There's a famous scene in Jurassic Park, where Lex sits down at a computer she's never used before, recognises it's UNIX, and quickly figures out how to use the system to lock the door.
It's a great scene, but is it realistic? Can we make interfaces so good that they're discoverable and familiar to people who've never used them before, with UNIX as the common ground?
Maybe we can, if we follow the conventions and obey the rules.
Conventions are about what the user expects, but are not enforced by the technology we use. For example, most websites have a logo in the top left corner which links to the homepage.
Rules govern how software interacts with other software. By playing well with other software we can lean on a well known common interface (like a web browser, or a shell) and provide a more familiar experience.
The Greeter
library provides one class, with one method. We
are going to write a command line interface for it.
irb > Greeter.greeting "George" => "Hello George" irb > Greeter.greeting "!!!" Greeter::BadNameError: "!!!" is not a valid name
We begin with a simple implementation: 4e1f5c8
$ greet George Hello George
This implementation handles errors badly. If we give bad input, we see a Ruby stack trace as output.
$ greet ... /code/greeter/lib/greeter.rb:18:in `greeting': "..." is not a valid name (Greeter::BadNameError) from /code/greeter/lib/greeter.rb:7:in `greeting' from /code/greeter/lib/greeter/cli.rb:10:in `run' from /code/greeter/bin/greet:5:in `<main>'
We improve the implementation by adding error handling: 7c779c1
$ greet ... greet: Error: "..." is not a valid name
Running the command with no input produces an error, which goes against the UNIX convention of providing a usage message.
$ greet greet: Error: nil is not a valid name
We improve the implementation by adding a usage message: 9813de9
$ greet usage: greet name
The command does not play well with other commands, for example sending the output to a file is fine for good input but gives unexpected results for bad input:
$ greet George > out.txt $ cat out.txt Hello George $ greet > out.txt $ cat out.txt usage: greet name $
We improve the implementation by using the correct output streams: 0a74009
$ greet > out.txt usage: greet name $ cat out.txt $
The command does not play well with conditional execution.

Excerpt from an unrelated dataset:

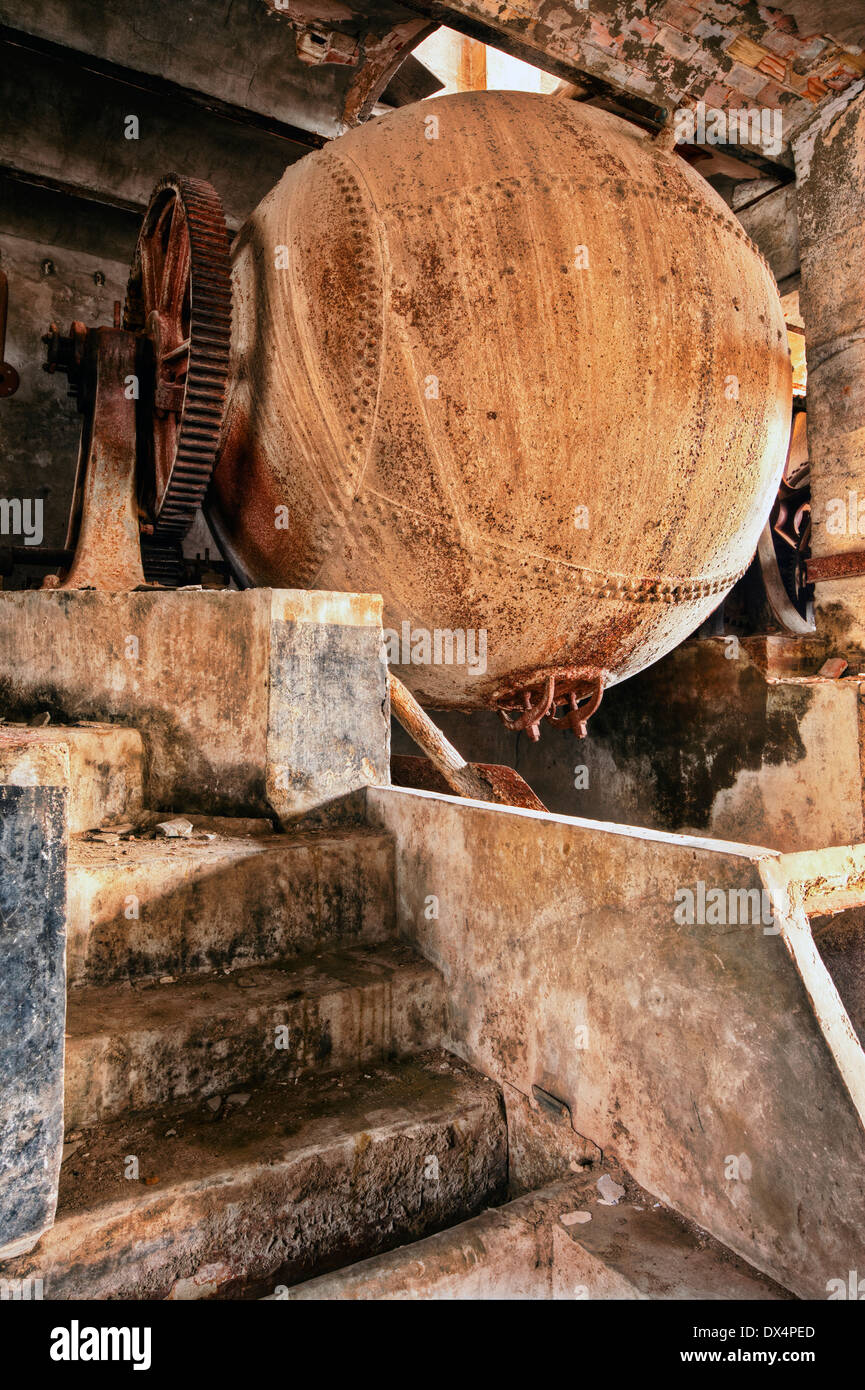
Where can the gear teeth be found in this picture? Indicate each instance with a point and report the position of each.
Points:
(203, 409)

$ greet George && echo Welcome Hello George Welcome $ greet && echo Welcome usage: greet name Welcome $
We improve the implementation by using non-zero exit statuses: c0b2ec2
$ greet && echo Welcome usage: greet name $ echo $? 64
The command is not documentated.
We improve the implementation by adding a manual page: 3fe6108
Distributing man pages with Rubygems is difficult, because gems are intended to be for libraries not applications.